時代と共に変化した
移住希望者の属性

 ふるさと回帰支援センターは、都市から地方への移住希望者と、移住促進に取り組む地方自治体をつなぐ目的から、2002年に日本労働組合総連合会(以下、連合)の呼びかけに農協中央会や経団連、日生協などが参加して設立された団体である。すでに20年以上も移住に関する相談事を一手に引き受けてきたわけで、「現在、センター内には44都道府県と1政令指定都市、合計45のブースが並び、全国579市町村の就労や住居などについて相談を受けています」と高橋氏は語る。

 高橋氏がこうして移住促進の取り組みに本腰を入れ始めたのは、同センター開設の数年前のことで、ちょうど団塊の世代の大量退職が視界に入り始めた頃だったという。

「未曾有の大量退職時代がやって来るとあって、当時所属していた連合の組合員5万人に、定年後の生活についてアンケートを実施したんです。すると、実に40%もの人が“田舎に帰って年金暮らしをしたい”と回答しました。これはきっと大きな社会課題になるぞと直感し、センターの立ち上げに動いたのが始まりです」

 設立当初は月に20件程度の相談数だったものが、今では約3000件にまで伸びているというから、移住への関心の高まりがうかがえる。

「興味深いのは、センター利用者の年代の移り変わりです。2008年には50歳以上が7割を占めていたのが、2022年には40代以下が7割となっています。これは、東京をはじめとする大都市圏での生活に、若い世代が将来展望を見い出だせなくなった現実を意味しているのだと感じます」

 確かに、非正規雇用が労働者のおよそ4割を占める現状からすると、うなずかざるを得ないものがある。地方移住はシニアだけのものではなく、都会での暮らしに不満を持つ若者の、次の選択肢でもあるわけだ。

地方移住で失敗する人の3つの特徴、「住めば都」が幻想になる人間関係の落とし穴ふるさと回帰支援センター利用者の年代の推移(東京) グラフ提供:ふるさと回帰支援センター拡大画像表示

 さらに同センターが開示するデータを見ると、相談者の性別にも年々、顕著な変化が見て取れる。

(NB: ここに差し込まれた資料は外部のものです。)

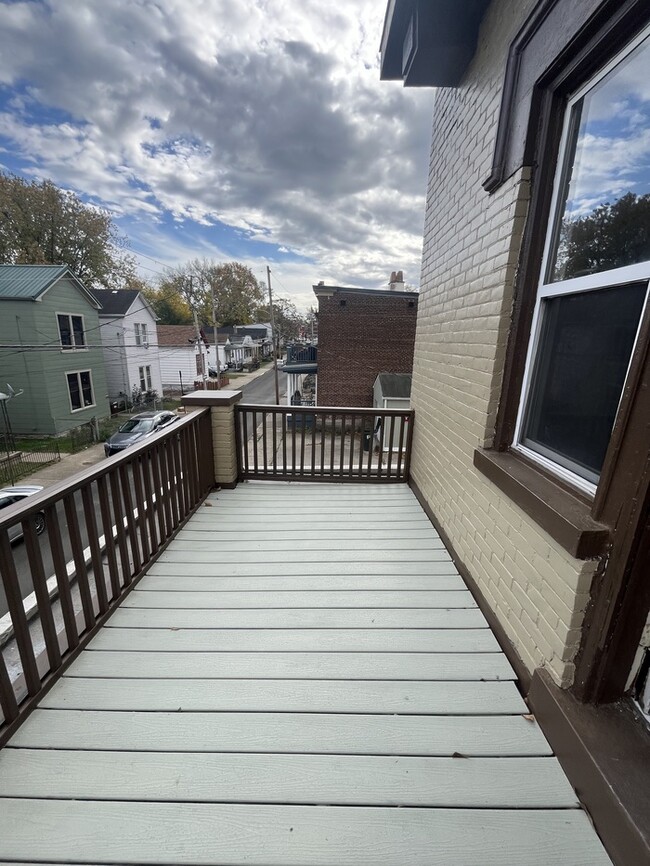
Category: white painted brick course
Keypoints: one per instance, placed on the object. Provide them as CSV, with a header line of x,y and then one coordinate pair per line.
x,y
472,245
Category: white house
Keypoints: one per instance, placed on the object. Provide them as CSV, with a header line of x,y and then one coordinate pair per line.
x,y
127,325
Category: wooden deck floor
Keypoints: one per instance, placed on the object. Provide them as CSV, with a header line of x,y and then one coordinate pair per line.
x,y
301,678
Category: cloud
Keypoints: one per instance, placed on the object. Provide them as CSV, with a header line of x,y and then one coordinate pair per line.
x,y
263,115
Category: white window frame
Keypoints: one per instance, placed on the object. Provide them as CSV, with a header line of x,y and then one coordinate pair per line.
x,y
614,278
78,373
141,334
144,374
74,347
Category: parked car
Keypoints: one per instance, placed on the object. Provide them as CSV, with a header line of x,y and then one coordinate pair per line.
x,y
10,495
136,429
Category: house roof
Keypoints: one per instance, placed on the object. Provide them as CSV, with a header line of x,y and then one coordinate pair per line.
x,y
29,282
115,302
176,336
429,43
322,290
395,385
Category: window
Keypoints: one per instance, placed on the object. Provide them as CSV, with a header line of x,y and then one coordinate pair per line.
x,y
141,338
71,331
80,390
595,274
145,378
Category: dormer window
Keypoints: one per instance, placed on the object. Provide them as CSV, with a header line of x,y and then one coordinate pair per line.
x,y
71,331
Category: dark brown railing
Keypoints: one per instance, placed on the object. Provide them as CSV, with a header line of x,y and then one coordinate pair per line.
x,y
297,443
94,534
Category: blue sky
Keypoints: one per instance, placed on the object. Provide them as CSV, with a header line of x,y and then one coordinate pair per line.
x,y
255,130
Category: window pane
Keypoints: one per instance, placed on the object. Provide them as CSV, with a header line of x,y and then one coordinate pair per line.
x,y
64,331
87,389
582,359
73,388
603,219
78,330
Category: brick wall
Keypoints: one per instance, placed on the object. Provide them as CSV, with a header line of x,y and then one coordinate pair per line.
x,y
471,249
369,333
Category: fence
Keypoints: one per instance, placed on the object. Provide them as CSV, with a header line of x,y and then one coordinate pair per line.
x,y
94,533
323,444
17,464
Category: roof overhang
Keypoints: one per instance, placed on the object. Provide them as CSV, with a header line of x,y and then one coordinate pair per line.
x,y
429,43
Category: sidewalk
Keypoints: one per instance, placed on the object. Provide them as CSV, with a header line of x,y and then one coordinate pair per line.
x,y
70,464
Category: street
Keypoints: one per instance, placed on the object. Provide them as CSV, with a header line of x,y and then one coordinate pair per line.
x,y
260,391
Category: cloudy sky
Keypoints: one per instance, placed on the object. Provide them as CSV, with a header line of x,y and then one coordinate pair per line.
x,y
255,130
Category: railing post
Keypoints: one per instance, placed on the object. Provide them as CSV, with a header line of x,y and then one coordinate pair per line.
x,y
224,442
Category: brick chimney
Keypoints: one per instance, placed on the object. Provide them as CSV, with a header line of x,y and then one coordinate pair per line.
x,y
397,281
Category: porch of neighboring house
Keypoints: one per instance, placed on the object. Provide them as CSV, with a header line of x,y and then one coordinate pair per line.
x,y
299,676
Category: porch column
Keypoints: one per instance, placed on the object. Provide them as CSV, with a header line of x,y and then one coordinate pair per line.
x,y
224,443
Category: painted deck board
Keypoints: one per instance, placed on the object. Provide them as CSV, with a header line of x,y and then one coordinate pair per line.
x,y
304,640
137,616
307,666
307,779
321,599
284,733
279,583
282,696
199,833
301,660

「女性の割合が増えているんです。2015年の男女比では男性67.8%に対し、女性が32.2%。これが2022年になると、女性の比率が46.2%にまで拡大しています。すなわち、自己実現ややりたいことをかなえるために地方を目指す女性が増えていて、地方都市にとっては明るい材料と言っていいでしょう。いわゆる嫁不足に悩まされている地域もまだまだ多いですしね」

 若者の移住、女性の移住が増加傾向にあるデータは、戦後の政府が東京などの大都市に人材をかき集め、一大経済拠点を作ろうとしたモデルの限界を意味していると高橋氏は語る。

「私を含む団塊の世代は、経済の中枢である東京で懸命に頑張れば、それなりに実入りがあったわけです。しかし、バブル崩壊以降は経済が振るわず、どれだけ働いても給料は増えません。まして正規雇用すら遠いとなれば、もはや東京にいる意味などありませんからね」

 そんな今だからこそ、ふるさと回帰支援センターの活動も俄然、意味を持つわけだ。